Żeby rzeczywiście tak dużo przypadków takich bylo przy spaniu czy karmieniu na leżąco to chyba nikt by się na to nie decydował
Mój synek śpi ze mną ze względu na to ,że przy mnie czuje się bezpiecznie i nie budzi się tak często jak to było w łóżeczku.W nocy gdy mały chce do piersi to i tak muszę wstać bo on w innej pozycji jak klasyczna nie toleruje.
Bardzo chciałabym aby spał osobno ale on nie chce.Gdy odkładałam go po karmieniu do łóżeczka to jest krzyk :(
Wierzę Wam ,że takie przypadki się zdarzają,na szczęście bardzo rzadko.
To prawda, że jedne mamy śpią na czuja, a innych nie obudzi bomba atomowa, jednak więcej jest tych mam, które na każdy choć najmniejszy ruch dziecka się budzą, bo właśnie bardziej czuwają, niż śpią. Co do mężczyzn, to chyba większość ma twardy sen, że oni często nawet nie słyszą, że dziecko płacze, a co dopiero, jakby mieli usłyszeć, jak np. dziecko przewraca się z boku na bok.
Moniczka ja też zauważyłam, że mała śpi dłużej i spokojniej z nami w łóżku, tylko niestety po takiej nocy to ja jestem mega nie wyspana, bo właśnie zamiast spać czuwam, a mąż też zawsze odsunięty na koniuszek łóżka, śpi praktycznie w jednej pozycji.
Kiedyś już rozmawialiśmy tu na forum o plusach i minusach spania z dzieckiem. To prawda, że dziecko jeśli będzie spało z rodzicami w łóżku to zazwyczaj śpi spokojniej, dłużej, bez przerw. Jest wtedy między rodzicami i czuje się bezpiecznie. Jednak trzeba wziąć pod uwagę, że dziecko bardzo szybko się przyzwyczaja do takiego spania i potem nie chce spać w swoim łóżeczku. A spanie z dzieckiem do wygodnych nie należy. No i wtedy nie ma szans na małe co nieco z mężem ;)

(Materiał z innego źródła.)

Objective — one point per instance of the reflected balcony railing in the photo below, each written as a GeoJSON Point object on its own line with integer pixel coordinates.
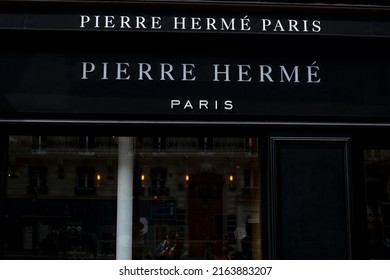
{"type": "Point", "coordinates": [142, 145]}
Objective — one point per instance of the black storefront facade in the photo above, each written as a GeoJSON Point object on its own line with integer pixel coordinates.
{"type": "Point", "coordinates": [248, 130]}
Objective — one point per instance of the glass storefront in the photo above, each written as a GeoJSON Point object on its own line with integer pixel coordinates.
{"type": "Point", "coordinates": [201, 195]}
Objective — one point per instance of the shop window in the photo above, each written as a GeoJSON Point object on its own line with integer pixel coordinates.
{"type": "Point", "coordinates": [377, 166]}
{"type": "Point", "coordinates": [179, 189]}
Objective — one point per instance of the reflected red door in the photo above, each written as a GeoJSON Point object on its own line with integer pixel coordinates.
{"type": "Point", "coordinates": [205, 215]}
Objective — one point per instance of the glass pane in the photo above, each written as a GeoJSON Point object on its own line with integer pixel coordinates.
{"type": "Point", "coordinates": [202, 193]}
{"type": "Point", "coordinates": [377, 165]}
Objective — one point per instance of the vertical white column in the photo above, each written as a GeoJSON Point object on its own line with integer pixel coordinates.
{"type": "Point", "coordinates": [124, 228]}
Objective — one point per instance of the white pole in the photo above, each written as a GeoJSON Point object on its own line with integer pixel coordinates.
{"type": "Point", "coordinates": [124, 227]}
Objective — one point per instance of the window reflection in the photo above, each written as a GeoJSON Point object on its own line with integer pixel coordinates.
{"type": "Point", "coordinates": [197, 195]}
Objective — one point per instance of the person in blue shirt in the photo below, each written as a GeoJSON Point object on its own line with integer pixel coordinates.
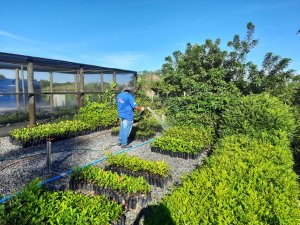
{"type": "Point", "coordinates": [126, 106]}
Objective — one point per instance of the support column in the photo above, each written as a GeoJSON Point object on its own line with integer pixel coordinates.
{"type": "Point", "coordinates": [17, 90]}
{"type": "Point", "coordinates": [115, 78]}
{"type": "Point", "coordinates": [76, 81]}
{"type": "Point", "coordinates": [102, 82]}
{"type": "Point", "coordinates": [30, 79]}
{"type": "Point", "coordinates": [23, 88]}
{"type": "Point", "coordinates": [81, 87]}
{"type": "Point", "coordinates": [51, 90]}
{"type": "Point", "coordinates": [134, 81]}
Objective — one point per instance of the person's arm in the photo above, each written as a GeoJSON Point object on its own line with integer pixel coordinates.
{"type": "Point", "coordinates": [141, 108]}
{"type": "Point", "coordinates": [134, 105]}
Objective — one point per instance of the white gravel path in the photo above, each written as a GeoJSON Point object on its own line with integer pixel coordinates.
{"type": "Point", "coordinates": [68, 154]}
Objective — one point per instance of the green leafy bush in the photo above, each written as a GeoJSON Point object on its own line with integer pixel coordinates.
{"type": "Point", "coordinates": [255, 113]}
{"type": "Point", "coordinates": [184, 139]}
{"type": "Point", "coordinates": [110, 180]}
{"type": "Point", "coordinates": [97, 114]}
{"type": "Point", "coordinates": [140, 165]}
{"type": "Point", "coordinates": [245, 181]}
{"type": "Point", "coordinates": [35, 206]}
{"type": "Point", "coordinates": [91, 116]}
{"type": "Point", "coordinates": [147, 128]}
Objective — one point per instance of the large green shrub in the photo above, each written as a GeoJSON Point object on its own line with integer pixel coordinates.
{"type": "Point", "coordinates": [246, 181]}
{"type": "Point", "coordinates": [184, 139]}
{"type": "Point", "coordinates": [253, 114]}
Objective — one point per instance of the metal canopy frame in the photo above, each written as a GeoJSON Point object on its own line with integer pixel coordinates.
{"type": "Point", "coordinates": [36, 64]}
{"type": "Point", "coordinates": [14, 61]}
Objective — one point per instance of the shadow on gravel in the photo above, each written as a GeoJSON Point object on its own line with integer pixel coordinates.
{"type": "Point", "coordinates": [155, 215]}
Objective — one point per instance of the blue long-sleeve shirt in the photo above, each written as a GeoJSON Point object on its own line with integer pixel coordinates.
{"type": "Point", "coordinates": [126, 105]}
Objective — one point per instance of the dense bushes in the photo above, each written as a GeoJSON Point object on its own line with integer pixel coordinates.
{"type": "Point", "coordinates": [255, 113]}
{"type": "Point", "coordinates": [35, 206]}
{"type": "Point", "coordinates": [92, 116]}
{"type": "Point", "coordinates": [184, 139]}
{"type": "Point", "coordinates": [246, 181]}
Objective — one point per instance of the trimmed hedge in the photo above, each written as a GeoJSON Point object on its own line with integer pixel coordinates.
{"type": "Point", "coordinates": [245, 181]}
{"type": "Point", "coordinates": [184, 139]}
{"type": "Point", "coordinates": [253, 114]}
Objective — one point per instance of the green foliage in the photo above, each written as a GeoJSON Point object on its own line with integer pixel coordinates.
{"type": "Point", "coordinates": [184, 139]}
{"type": "Point", "coordinates": [110, 180]}
{"type": "Point", "coordinates": [35, 206]}
{"type": "Point", "coordinates": [147, 128]}
{"type": "Point", "coordinates": [245, 181]}
{"type": "Point", "coordinates": [256, 113]}
{"type": "Point", "coordinates": [49, 130]}
{"type": "Point", "coordinates": [91, 116]}
{"type": "Point", "coordinates": [97, 114]}
{"type": "Point", "coordinates": [274, 78]}
{"type": "Point", "coordinates": [136, 164]}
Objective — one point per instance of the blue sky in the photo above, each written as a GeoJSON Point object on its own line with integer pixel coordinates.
{"type": "Point", "coordinates": [139, 34]}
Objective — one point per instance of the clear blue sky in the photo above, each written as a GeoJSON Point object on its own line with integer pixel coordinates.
{"type": "Point", "coordinates": [139, 34]}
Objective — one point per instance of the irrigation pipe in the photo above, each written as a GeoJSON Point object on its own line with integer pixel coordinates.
{"type": "Point", "coordinates": [3, 200]}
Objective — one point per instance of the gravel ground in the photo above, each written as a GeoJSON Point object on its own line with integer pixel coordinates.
{"type": "Point", "coordinates": [70, 153]}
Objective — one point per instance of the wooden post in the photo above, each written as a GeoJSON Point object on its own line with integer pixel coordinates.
{"type": "Point", "coordinates": [76, 81]}
{"type": "Point", "coordinates": [102, 82]}
{"type": "Point", "coordinates": [51, 90]}
{"type": "Point", "coordinates": [81, 87]}
{"type": "Point", "coordinates": [134, 81]}
{"type": "Point", "coordinates": [23, 88]}
{"type": "Point", "coordinates": [30, 79]}
{"type": "Point", "coordinates": [17, 89]}
{"type": "Point", "coordinates": [115, 78]}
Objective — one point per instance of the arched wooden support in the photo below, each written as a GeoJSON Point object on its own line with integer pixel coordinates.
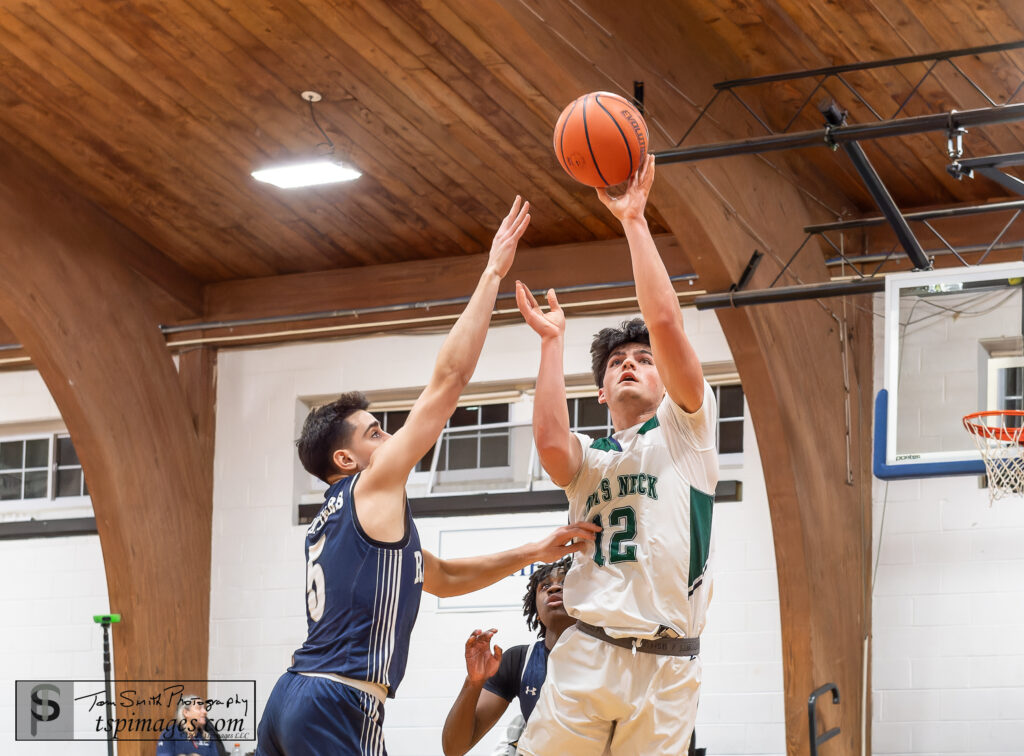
{"type": "Point", "coordinates": [68, 295]}
{"type": "Point", "coordinates": [788, 355]}
{"type": "Point", "coordinates": [790, 358]}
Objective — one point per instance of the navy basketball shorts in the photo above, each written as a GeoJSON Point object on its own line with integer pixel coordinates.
{"type": "Point", "coordinates": [309, 716]}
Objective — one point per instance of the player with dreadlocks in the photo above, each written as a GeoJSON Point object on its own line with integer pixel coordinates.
{"type": "Point", "coordinates": [494, 678]}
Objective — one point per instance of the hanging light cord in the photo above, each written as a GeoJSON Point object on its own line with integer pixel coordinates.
{"type": "Point", "coordinates": [312, 115]}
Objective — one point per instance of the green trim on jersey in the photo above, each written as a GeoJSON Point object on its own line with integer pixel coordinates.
{"type": "Point", "coordinates": [700, 514]}
{"type": "Point", "coordinates": [649, 425]}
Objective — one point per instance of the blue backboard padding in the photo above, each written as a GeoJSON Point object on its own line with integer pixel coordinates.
{"type": "Point", "coordinates": [886, 471]}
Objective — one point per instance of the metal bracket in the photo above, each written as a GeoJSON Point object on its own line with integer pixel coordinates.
{"type": "Point", "coordinates": [752, 265]}
{"type": "Point", "coordinates": [817, 740]}
{"type": "Point", "coordinates": [990, 165]}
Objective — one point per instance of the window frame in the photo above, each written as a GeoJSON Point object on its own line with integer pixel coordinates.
{"type": "Point", "coordinates": [43, 507]}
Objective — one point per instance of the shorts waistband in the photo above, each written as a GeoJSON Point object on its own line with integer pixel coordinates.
{"type": "Point", "coordinates": [663, 646]}
{"type": "Point", "coordinates": [371, 688]}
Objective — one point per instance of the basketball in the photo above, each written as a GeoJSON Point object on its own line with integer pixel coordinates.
{"type": "Point", "coordinates": [600, 139]}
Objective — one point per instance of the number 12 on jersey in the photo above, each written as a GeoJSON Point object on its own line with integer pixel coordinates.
{"type": "Point", "coordinates": [622, 546]}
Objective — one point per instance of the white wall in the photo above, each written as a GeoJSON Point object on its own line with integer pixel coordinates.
{"type": "Point", "coordinates": [948, 605]}
{"type": "Point", "coordinates": [948, 609]}
{"type": "Point", "coordinates": [49, 591]}
{"type": "Point", "coordinates": [257, 606]}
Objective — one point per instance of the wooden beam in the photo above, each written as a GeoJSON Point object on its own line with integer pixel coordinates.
{"type": "Point", "coordinates": [426, 280]}
{"type": "Point", "coordinates": [172, 291]}
{"type": "Point", "coordinates": [788, 355]}
{"type": "Point", "coordinates": [91, 333]}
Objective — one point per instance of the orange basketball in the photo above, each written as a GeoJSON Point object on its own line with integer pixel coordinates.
{"type": "Point", "coordinates": [600, 139]}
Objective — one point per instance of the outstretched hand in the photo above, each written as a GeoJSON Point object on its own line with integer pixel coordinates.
{"type": "Point", "coordinates": [509, 233]}
{"type": "Point", "coordinates": [548, 325]}
{"type": "Point", "coordinates": [480, 662]}
{"type": "Point", "coordinates": [565, 540]}
{"type": "Point", "coordinates": [630, 206]}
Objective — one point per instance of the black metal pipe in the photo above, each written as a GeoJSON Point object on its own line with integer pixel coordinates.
{"type": "Point", "coordinates": [843, 134]}
{"type": "Point", "coordinates": [358, 311]}
{"type": "Point", "coordinates": [867, 66]}
{"type": "Point", "coordinates": [937, 252]}
{"type": "Point", "coordinates": [836, 117]}
{"type": "Point", "coordinates": [948, 212]}
{"type": "Point", "coordinates": [788, 293]}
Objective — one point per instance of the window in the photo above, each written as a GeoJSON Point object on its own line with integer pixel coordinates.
{"type": "Point", "coordinates": [468, 444]}
{"type": "Point", "coordinates": [70, 479]}
{"type": "Point", "coordinates": [25, 469]}
{"type": "Point", "coordinates": [730, 418]}
{"type": "Point", "coordinates": [45, 467]}
{"type": "Point", "coordinates": [588, 416]}
{"type": "Point", "coordinates": [1006, 386]}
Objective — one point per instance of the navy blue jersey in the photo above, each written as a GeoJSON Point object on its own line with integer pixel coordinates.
{"type": "Point", "coordinates": [361, 595]}
{"type": "Point", "coordinates": [520, 674]}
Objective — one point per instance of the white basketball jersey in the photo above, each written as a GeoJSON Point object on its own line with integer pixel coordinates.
{"type": "Point", "coordinates": [651, 489]}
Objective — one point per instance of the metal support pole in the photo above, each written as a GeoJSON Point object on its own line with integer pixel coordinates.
{"type": "Point", "coordinates": [841, 134]}
{"type": "Point", "coordinates": [105, 621]}
{"type": "Point", "coordinates": [948, 212]}
{"type": "Point", "coordinates": [835, 117]}
{"type": "Point", "coordinates": [107, 686]}
{"type": "Point", "coordinates": [790, 293]}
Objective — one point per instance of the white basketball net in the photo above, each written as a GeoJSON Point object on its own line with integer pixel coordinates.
{"type": "Point", "coordinates": [998, 436]}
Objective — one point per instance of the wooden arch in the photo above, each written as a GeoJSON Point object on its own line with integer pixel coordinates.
{"type": "Point", "coordinates": [799, 363]}
{"type": "Point", "coordinates": [69, 295]}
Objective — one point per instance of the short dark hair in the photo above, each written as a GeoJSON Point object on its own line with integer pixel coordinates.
{"type": "Point", "coordinates": [326, 430]}
{"type": "Point", "coordinates": [529, 598]}
{"type": "Point", "coordinates": [609, 339]}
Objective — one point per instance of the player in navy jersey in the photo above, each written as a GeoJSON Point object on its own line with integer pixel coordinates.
{"type": "Point", "coordinates": [365, 568]}
{"type": "Point", "coordinates": [495, 678]}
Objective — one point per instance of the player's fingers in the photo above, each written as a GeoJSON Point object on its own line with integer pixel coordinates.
{"type": "Point", "coordinates": [648, 171]}
{"type": "Point", "coordinates": [514, 210]}
{"type": "Point", "coordinates": [524, 300]}
{"type": "Point", "coordinates": [521, 226]}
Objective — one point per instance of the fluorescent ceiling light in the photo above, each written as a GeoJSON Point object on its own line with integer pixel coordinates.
{"type": "Point", "coordinates": [306, 174]}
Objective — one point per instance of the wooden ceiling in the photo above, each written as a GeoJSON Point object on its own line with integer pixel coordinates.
{"type": "Point", "coordinates": [158, 112]}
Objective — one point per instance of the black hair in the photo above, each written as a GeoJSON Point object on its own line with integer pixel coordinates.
{"type": "Point", "coordinates": [529, 598]}
{"type": "Point", "coordinates": [609, 339]}
{"type": "Point", "coordinates": [326, 430]}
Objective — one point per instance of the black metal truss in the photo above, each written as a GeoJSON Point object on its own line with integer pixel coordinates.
{"type": "Point", "coordinates": [836, 133]}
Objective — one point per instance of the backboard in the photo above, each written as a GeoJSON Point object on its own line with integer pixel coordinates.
{"type": "Point", "coordinates": [952, 346]}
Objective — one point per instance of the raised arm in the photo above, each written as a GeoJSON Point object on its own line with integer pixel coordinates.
{"type": "Point", "coordinates": [381, 487]}
{"type": "Point", "coordinates": [676, 360]}
{"type": "Point", "coordinates": [475, 710]}
{"type": "Point", "coordinates": [455, 577]}
{"type": "Point", "coordinates": [559, 451]}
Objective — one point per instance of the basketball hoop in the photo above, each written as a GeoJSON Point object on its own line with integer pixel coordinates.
{"type": "Point", "coordinates": [998, 435]}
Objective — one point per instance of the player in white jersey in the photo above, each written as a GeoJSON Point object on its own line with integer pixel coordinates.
{"type": "Point", "coordinates": [627, 675]}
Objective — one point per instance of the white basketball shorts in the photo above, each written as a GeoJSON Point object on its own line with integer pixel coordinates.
{"type": "Point", "coordinates": [598, 698]}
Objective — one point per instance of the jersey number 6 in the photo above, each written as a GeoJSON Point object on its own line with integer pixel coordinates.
{"type": "Point", "coordinates": [315, 585]}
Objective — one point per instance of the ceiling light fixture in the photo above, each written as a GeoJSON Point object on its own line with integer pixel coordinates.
{"type": "Point", "coordinates": [309, 173]}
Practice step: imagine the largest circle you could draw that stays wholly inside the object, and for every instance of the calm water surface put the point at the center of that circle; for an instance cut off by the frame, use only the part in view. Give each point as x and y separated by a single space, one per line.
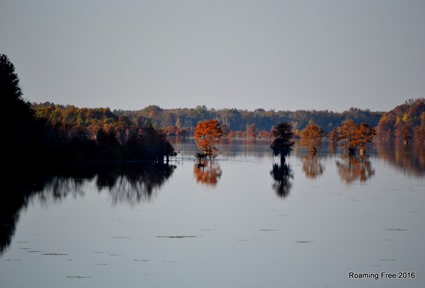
242 221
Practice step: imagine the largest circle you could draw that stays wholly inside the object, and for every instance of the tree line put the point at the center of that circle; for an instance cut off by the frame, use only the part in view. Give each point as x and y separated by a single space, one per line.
406 121
53 133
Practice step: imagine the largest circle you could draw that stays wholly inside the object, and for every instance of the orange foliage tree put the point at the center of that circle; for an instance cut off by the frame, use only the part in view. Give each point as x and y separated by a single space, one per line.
312 136
352 136
207 134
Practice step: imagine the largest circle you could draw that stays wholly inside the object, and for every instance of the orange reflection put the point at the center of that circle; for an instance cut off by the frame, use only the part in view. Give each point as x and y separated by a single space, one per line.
207 172
353 169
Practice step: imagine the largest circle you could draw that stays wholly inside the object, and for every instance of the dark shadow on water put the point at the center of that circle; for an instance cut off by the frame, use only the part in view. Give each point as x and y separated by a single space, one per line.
282 175
126 182
355 168
312 166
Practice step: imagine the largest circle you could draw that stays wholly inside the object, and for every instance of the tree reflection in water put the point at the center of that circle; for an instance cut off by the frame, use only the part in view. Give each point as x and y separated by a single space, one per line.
207 172
353 168
312 166
134 184
129 183
282 175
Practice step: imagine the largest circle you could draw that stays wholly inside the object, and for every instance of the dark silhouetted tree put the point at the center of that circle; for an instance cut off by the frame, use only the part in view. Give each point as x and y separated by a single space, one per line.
20 131
282 140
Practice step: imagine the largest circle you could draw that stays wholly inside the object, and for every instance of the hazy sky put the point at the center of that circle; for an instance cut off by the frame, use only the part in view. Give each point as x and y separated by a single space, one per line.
245 54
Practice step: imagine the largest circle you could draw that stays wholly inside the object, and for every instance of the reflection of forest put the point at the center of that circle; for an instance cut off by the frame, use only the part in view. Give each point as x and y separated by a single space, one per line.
351 169
207 172
312 166
228 148
409 158
282 175
129 183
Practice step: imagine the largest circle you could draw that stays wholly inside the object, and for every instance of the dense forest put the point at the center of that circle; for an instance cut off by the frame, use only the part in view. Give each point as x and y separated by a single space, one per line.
404 121
46 134
52 132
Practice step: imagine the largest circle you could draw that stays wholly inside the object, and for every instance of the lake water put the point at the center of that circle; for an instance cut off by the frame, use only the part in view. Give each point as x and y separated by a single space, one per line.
240 221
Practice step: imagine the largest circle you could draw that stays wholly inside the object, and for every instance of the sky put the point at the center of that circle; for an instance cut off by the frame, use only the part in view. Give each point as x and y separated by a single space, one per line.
244 54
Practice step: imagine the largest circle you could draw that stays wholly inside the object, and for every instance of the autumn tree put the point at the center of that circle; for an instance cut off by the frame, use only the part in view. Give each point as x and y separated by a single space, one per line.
207 135
312 136
352 136
251 131
282 140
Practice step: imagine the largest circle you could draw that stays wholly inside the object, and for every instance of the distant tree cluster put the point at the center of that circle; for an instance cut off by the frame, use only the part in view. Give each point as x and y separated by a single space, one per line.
243 124
405 122
48 132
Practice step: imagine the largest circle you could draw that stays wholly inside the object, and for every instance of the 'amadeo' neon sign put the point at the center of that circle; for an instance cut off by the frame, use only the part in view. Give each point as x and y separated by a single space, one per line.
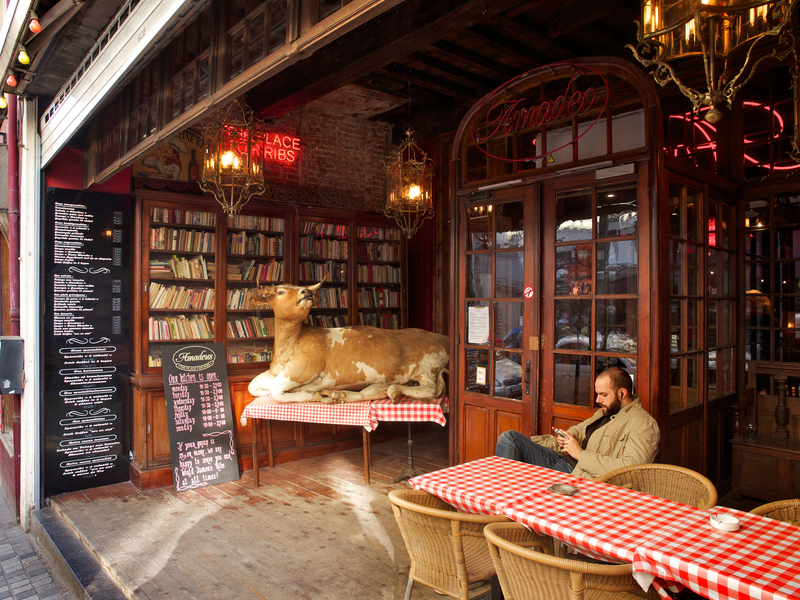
503 116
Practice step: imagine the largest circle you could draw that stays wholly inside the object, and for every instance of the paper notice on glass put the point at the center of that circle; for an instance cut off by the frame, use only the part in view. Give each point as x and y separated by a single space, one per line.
478 325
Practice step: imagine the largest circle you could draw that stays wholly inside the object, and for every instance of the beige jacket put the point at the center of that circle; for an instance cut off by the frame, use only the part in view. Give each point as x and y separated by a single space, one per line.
630 438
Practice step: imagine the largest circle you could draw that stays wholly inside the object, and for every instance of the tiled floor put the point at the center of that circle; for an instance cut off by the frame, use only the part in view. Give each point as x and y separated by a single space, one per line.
312 530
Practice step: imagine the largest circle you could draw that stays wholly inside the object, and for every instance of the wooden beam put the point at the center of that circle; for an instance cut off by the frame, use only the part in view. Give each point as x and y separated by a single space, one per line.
410 26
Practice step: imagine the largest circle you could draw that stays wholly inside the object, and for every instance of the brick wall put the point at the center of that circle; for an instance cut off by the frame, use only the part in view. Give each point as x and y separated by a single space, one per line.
337 152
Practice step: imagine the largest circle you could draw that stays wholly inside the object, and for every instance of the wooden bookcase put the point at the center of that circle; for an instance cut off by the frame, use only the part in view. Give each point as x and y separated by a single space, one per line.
195 271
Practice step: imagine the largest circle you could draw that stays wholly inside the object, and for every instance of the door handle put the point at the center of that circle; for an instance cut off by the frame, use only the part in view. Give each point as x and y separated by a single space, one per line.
527 377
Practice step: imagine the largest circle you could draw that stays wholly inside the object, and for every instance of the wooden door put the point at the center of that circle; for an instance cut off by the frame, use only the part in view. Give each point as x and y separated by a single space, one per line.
498 326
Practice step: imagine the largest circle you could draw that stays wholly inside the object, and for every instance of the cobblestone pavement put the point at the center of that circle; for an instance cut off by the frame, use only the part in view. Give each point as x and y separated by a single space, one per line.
23 571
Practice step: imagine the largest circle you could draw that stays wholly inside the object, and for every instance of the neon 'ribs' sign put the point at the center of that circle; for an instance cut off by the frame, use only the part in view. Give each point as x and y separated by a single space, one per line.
504 117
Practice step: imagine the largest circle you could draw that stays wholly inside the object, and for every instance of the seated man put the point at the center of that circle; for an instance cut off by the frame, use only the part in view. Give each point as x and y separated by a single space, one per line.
619 434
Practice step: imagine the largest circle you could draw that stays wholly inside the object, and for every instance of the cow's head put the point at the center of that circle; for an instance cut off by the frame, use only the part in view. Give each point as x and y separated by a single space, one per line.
287 297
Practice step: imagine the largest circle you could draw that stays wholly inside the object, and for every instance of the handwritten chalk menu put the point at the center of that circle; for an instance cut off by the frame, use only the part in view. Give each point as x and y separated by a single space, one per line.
199 415
87 339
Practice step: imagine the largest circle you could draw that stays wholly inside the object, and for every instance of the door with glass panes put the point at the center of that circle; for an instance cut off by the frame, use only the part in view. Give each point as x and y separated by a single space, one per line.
498 321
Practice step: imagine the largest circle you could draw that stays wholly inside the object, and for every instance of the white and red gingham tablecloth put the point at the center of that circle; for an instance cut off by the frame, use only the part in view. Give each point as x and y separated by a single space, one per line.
364 414
670 544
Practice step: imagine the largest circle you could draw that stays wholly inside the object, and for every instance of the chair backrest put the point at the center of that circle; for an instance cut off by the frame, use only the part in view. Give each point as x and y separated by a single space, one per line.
446 547
526 568
666 481
782 510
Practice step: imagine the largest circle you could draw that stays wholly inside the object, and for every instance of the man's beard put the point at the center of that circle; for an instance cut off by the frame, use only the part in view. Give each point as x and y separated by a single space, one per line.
612 408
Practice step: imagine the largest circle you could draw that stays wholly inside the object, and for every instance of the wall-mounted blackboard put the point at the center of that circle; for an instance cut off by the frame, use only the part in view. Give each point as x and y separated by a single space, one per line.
87 238
199 415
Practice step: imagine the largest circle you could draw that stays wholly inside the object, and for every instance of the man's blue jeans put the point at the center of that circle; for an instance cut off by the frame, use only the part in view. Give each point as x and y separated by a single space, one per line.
514 445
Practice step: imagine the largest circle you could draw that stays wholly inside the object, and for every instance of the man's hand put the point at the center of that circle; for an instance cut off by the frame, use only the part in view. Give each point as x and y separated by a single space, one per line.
569 445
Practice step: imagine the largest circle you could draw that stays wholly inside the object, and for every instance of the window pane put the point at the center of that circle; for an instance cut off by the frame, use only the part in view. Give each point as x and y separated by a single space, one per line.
616 210
574 270
574 215
616 267
479 276
509 225
616 324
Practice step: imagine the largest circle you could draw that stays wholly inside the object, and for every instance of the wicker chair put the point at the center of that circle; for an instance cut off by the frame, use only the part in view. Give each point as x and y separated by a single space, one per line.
446 547
527 568
782 510
666 481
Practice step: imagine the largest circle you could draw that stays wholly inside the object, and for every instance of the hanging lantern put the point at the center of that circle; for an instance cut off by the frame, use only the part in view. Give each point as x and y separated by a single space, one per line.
723 33
409 186
233 168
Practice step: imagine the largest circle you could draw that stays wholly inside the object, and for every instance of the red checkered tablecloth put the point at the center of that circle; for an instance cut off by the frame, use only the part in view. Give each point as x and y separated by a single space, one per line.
760 561
487 485
364 414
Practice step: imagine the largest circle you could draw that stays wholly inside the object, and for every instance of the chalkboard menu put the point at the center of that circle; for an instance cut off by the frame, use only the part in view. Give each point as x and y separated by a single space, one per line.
87 339
199 415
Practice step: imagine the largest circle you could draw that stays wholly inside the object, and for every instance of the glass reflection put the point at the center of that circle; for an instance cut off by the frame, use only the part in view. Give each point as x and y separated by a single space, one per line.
479 276
508 324
509 219
574 215
574 270
616 210
573 379
509 274
616 267
507 374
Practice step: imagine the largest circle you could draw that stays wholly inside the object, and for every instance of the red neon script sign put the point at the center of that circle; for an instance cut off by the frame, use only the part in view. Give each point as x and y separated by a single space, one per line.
505 116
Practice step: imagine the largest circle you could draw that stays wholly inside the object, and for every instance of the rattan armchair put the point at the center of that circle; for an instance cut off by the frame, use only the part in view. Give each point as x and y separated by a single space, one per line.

Na forum często były tematy jak odzwyczaić dziecko od spania z rodzicami. No cóż... najlepiej nie przyzwyczajać. Jednak wtedy matka staje przed wyborem: albo jej wygoda (nie musi wstawać do dziecka, może karmić na "śpiocha") albo musi się poświęcić, aby potem było lżej.
Też jestem za tym żeby dziecko spało w swoim łóżeczku. Trzeba mu zapewnić bezpieczeństwo. Pokazać że w każdej chwili może na nas liczyć. Że jak zapłacze zobaczymy co się dzieje. W taki sposób moja córeczka śpi w nocy spokojnie nie budzi sie. Wyjątki kiedy coś zaboli bo no ząbek wychodzi. A tak od 20 do 5.30 śpi a dziś nawet do 8 ;)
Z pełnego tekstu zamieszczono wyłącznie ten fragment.